Well, our 2009 IDC Tech Marketing Barometer results are in; and if you missed the Telebriefing two weeks ago, here are some of the highlights:
- 0.5% Growth for Global IT Spending in 2009, while Average Tech Marketing Investment Drops 10%.
- Larger companies (>$1B in revenue) will take the greatest hit in marketing budget as they wrestle with significant revenue drops in key parts of their portfolios and continue to improve efficiency.
- Growth areas still exist within: enterprise social media, security management, mobile data, SaaS, Internet advertising, business analytics and IT outsourcing & BPO to name a few. (source: John Gantz’s presentation at IDC’s recent Directions event)
- The pendulum of investment swings to demand generation, with sales enablement closely coupled to this priority. (awareness building takes a “back seat”, yet remains a key part of healthier companies’ portfolios)

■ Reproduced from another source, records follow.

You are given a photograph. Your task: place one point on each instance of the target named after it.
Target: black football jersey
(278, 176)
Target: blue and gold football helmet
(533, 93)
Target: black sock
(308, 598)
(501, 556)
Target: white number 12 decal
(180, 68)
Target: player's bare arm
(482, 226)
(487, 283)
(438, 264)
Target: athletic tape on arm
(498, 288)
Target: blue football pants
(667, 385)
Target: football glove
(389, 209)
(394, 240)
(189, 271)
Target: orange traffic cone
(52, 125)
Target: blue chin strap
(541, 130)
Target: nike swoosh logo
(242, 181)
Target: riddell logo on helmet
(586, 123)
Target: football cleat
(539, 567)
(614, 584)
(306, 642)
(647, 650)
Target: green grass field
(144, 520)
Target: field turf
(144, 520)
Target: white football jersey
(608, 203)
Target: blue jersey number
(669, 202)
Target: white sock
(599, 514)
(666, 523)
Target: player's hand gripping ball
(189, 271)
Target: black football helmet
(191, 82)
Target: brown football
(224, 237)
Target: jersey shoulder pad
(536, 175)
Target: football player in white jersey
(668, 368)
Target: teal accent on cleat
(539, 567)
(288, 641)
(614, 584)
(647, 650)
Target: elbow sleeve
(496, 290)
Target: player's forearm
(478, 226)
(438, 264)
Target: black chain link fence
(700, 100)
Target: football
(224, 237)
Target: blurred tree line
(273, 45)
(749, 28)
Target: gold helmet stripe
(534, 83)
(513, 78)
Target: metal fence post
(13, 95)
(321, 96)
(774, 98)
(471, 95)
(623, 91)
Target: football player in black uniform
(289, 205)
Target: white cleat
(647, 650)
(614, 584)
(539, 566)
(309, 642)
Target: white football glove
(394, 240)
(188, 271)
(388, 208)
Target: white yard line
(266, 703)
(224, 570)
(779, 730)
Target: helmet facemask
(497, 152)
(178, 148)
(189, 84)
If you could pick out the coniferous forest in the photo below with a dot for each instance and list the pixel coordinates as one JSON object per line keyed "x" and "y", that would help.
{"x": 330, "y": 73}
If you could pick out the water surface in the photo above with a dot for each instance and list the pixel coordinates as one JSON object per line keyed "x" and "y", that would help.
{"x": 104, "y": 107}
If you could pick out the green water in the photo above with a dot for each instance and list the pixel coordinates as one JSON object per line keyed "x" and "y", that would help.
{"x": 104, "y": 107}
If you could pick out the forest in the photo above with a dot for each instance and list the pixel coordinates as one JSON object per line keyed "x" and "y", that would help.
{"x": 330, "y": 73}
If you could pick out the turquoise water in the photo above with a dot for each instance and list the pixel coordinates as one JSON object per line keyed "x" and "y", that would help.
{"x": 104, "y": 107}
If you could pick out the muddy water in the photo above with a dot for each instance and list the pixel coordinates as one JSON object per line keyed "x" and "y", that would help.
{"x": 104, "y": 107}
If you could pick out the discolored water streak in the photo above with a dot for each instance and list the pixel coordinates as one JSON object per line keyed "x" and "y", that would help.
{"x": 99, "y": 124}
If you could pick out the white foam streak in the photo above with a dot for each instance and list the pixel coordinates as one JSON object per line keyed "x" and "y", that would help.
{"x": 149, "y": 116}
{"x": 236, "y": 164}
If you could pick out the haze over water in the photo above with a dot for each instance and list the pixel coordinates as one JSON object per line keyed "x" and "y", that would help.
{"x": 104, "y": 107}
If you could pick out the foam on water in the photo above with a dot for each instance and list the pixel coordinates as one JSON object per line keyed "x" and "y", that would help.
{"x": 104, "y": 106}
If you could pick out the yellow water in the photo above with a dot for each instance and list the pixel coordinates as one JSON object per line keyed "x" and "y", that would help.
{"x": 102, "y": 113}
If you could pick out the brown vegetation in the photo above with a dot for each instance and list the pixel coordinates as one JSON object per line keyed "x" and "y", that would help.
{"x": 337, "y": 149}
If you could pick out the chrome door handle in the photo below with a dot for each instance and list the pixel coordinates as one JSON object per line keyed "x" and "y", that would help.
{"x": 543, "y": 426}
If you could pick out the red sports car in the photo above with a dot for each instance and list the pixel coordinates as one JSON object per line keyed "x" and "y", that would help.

- We’ve been all talk as an industry with regards to full-scale shifts of our investment to digital marketing over the past couple of years. The economic downturn will catalyze this shift in 2009 with almost 70% of marketers indicating an increase in investment in digital marketing while 60% and 72% of marketers will decrease advertising and events spend respectively. (refer to the past couple of posts in this blog for additional details about digital marketing shifts)
- Sales enablement will become a high priority for getting internal and external sales teams (and partners) the most relevant content at the right time and in the right place to assist in moving specific opportunities forward. Endless pages of collateral and white papers will be replaced by more relevant content that is better leveraged across the organization. (check out the previous blog post, “Content Squared”)
- Here we go again as marketers shift their organizational structures. Some organizations will entirely abandon their relatively cohesive marketing structure to shift to an entirely decentralized organization in an effort to simply survive; while the better positioned organizations will “weather the storm” with a more centralized marketing function and/or leveraging marketing shared services to improve efficiency and effectiveness in execution.
- Marketing operations and sales operations teams will continue to work together, increasing focus on the lead management process and associated nurturing and lead qualification strategies.
- Marketing automation will experience a turning-point in 2009 as adoption significantly increases in the technology sector. Drivers include the significant improvements in the transactional CRM system vendors as well as the increased availability and cost effectiveness of SaaS offerings from planning to event-triggered marketing to performance measurement.
- A few questions to ask yourself: Do I have a marketing operations team in place to deploy and govern marketing automation?; Are we ensuring that process drives the technology versus the other way around? How do we ensure consistent adoption and use of these applications across functions, business units and regions on a regular basis?; Have we partnered with finance, sales and other teams as part of this strategy?; and Do we have a marketing automation road map?
These are just a few highlights of the recent study as well as food for thought as you progress through your 2009 plan. As technology marketers, I continue to believe that we are better prepared than ever to respond to the challenges posed in this difficult environment. This will not only facilitate our survival in 2009, but will enable us to rebound quicker than from prior downturns.